Si le fantastique, en tant qu’intrusion d’un élément surnaturel, opère aussi bien, c’est que le réalisateur a choisi pour The Witch de pousser loin le réalisme. Esthétiquement, le clair-obscur des scènes d’intérieur rappelle avec puissance certains tableaux de Rembrandt, peintre lui aussi du XVIIe siècle. Le jeu des acteurs y est sans doute pour quelque chose : Anya Tailor-Joy dans le rôle de Thomasin, Harvey Scrimshaw dans celui du frère Caleb et Ralph Ineson dans celui du père, sont admirables de gravité. The Witch pourrait presque passer, dans sa facture, pour un film historique.
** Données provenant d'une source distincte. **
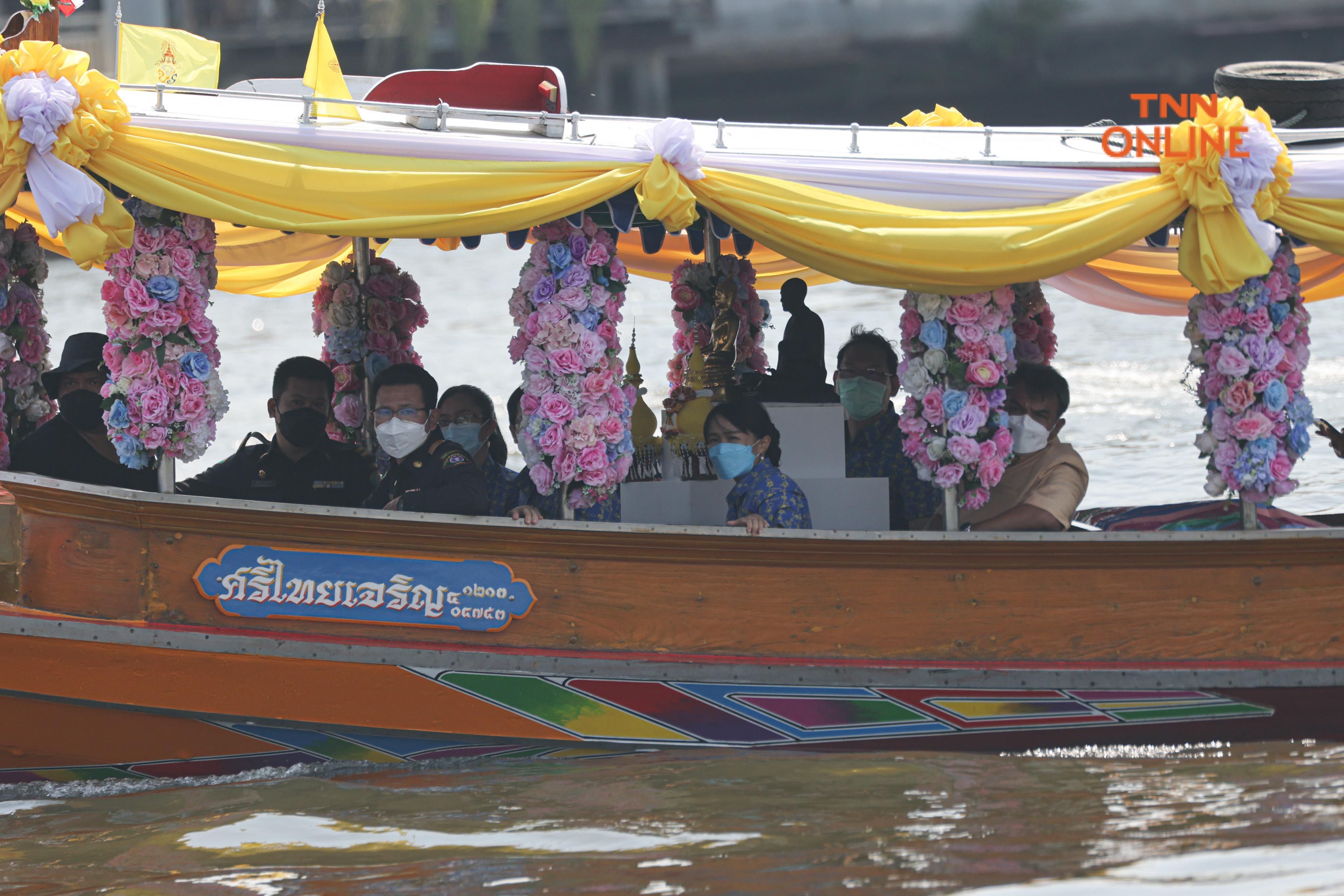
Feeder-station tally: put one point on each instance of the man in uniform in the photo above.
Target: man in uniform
(429, 475)
(300, 465)
(74, 444)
Le scénario retient du reste le caractère marginal de la figure de la sorcellerie.
Cependant, le point de vue du réalisateur est tout autre : il envisage la figure de la sorcière à travers sa réception à l’époque. D’ailleurs, le sous-titre indique que The Witch est « un conte populaire de la Nouvelle-Angleterre ». Ainsi, le film est plus littéraire que véritablement historique. L’histoire se tient toujours à l’arrière-plan. En commençant le film par le bannissement, Robert Eggers s’écarte du monde de la civilisation pour un retour au naturel. Il ne faut donc guère s’étonner que The Witch reprenne à son compte les codes populaires liés à la démonologie : bouc, chats, crapauds, capes, rire dément, sabbat, forêts…
On ne s’ennuie jamais devant The Witch. L’angoisse rôde et s’intensifie peu à peu. Le film ne tombe pas dans le piège du « jump scare » (qui consiste à faire sursauter le spectateur) et tout du long, on hésite sur la nature du fantastique : la sorcière existe-t-elle ? Ou la famille tombe-t-elle lentement dans l’hystérie collective ? Le sentiment de religiosité exacerbée qui entoure la maison irait dans ce sens. Rapidement, la mère accuse la sœur aînée Thomasin d’être la sorcière. Elle devient le bouc émissaire. Le réalisateur réussit parfaitement à retranscrire la terreur sacrée que le diable pouvait susciter il y a quelques siècles, particulièrement dans les campagnes et dans les milieux religieux. La scène finale, dont on ne spoilera pas le contenu, est tout simplement grandiose. The Witch a été approuvé par… le Temple Satanique. Mais aussi par Stephen King en personne. Il a annoncé sur Twitter avoir été effrayé par le film. Faire peur au créateur de Carrie ou Shining, ce n’est pas rien…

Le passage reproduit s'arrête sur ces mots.